Pakistani minister blames U.S. for Haqqani

ISLAMABAD, Pakistan, Sept. 26 (UPI) -- It was the U.S. Central Intelligence Agency, and not Pakistan, that created the Haqqani network, Pakistani Interior Minister Rehman Malik said.

Talking to reporters in Islamabad, Malik said the network -- seen by U.S. officials as enjoying safe haven in Pakistan and an asset of Pakistan's main spy agency -- was present in Afghanistan and those claiming otherwise should give the evidence of its presence in Pakistan, the state-run Associated Press of Pakistan reported.


"We will fight the terrorists as our forces are capable of handling them and countering any challenge," he said.

Malik claimed the Haqqanis were trained by the C.I.A., with support from Pakistan, to fight the Soviet occupation of Afghanistan in the 1980s, the Voice of America reported.

"They are operating in Afghanistan. If anybody has got any evidence to this effect [that they are in Pakistan] please bring it to us," said Malik. "We are cooperating with U.S. We will cooperate with every country of the world who is fighting against terrorism."

Malik said he has ordered tighter border controls for checking up to 50,000 people moving between Pakistan and Afghanistan daily.
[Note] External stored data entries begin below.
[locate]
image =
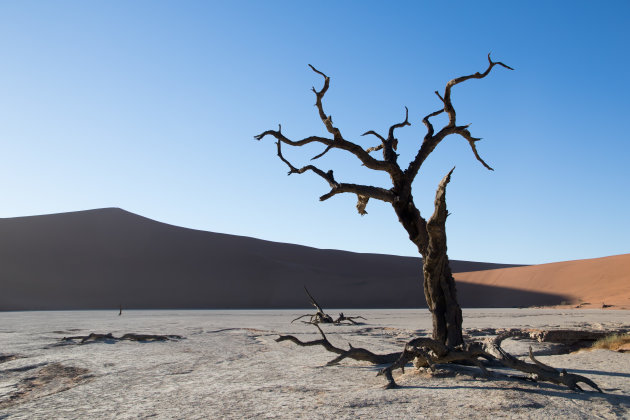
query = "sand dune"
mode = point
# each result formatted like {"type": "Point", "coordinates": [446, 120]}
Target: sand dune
{"type": "Point", "coordinates": [589, 283]}
{"type": "Point", "coordinates": [103, 258]}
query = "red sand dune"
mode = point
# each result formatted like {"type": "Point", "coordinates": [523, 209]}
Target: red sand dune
{"type": "Point", "coordinates": [589, 283]}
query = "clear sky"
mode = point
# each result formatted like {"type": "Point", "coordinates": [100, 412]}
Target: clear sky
{"type": "Point", "coordinates": [152, 107]}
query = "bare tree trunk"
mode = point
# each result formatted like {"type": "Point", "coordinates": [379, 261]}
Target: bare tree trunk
{"type": "Point", "coordinates": [429, 237]}
{"type": "Point", "coordinates": [439, 285]}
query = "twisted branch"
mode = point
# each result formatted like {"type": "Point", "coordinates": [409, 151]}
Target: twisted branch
{"type": "Point", "coordinates": [432, 139]}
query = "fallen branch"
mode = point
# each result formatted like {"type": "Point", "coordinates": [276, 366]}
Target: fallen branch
{"type": "Point", "coordinates": [321, 317]}
{"type": "Point", "coordinates": [94, 338]}
{"type": "Point", "coordinates": [427, 352]}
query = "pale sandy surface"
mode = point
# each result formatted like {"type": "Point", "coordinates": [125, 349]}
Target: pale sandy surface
{"type": "Point", "coordinates": [589, 283]}
{"type": "Point", "coordinates": [229, 366]}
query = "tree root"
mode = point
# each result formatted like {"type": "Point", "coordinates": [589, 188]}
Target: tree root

Pakistan is facing growing U.S. pressure to go after the Haqqani network, accused of using its Pakistan have to launch attacks on U.S. and NATO forces in Afghanistan.

Pakistani Prime Minister Syed Yousuf Raza Gilani dismissed the U.S. allegations as a "propaganda blitz," saying during the weekend they "betray confusion and policy disarray within the U.S. establishment on the way forward in Afghanistan," VOA reported.

In a recent interview with Radio Pakistan, U.S. Ambassador to Pakistan Cameron Munter said U.S.-Pakistan relations need much work and hoped the two countries can continue their common fight against terrorism.

Citing the Sept. 13 militant attacks on the U.S. Embassy in Kabul, Munter said the attack "was the work of the Haqqani Network," reported on the Web site of the U.S. Embassy in Islamabad.

"And the facts that we have said in the past that there are problems‚ there is evidence linking the Haqqani Network to the Pakistan government. This is something that must stop," the ambassador told his radio interviewer.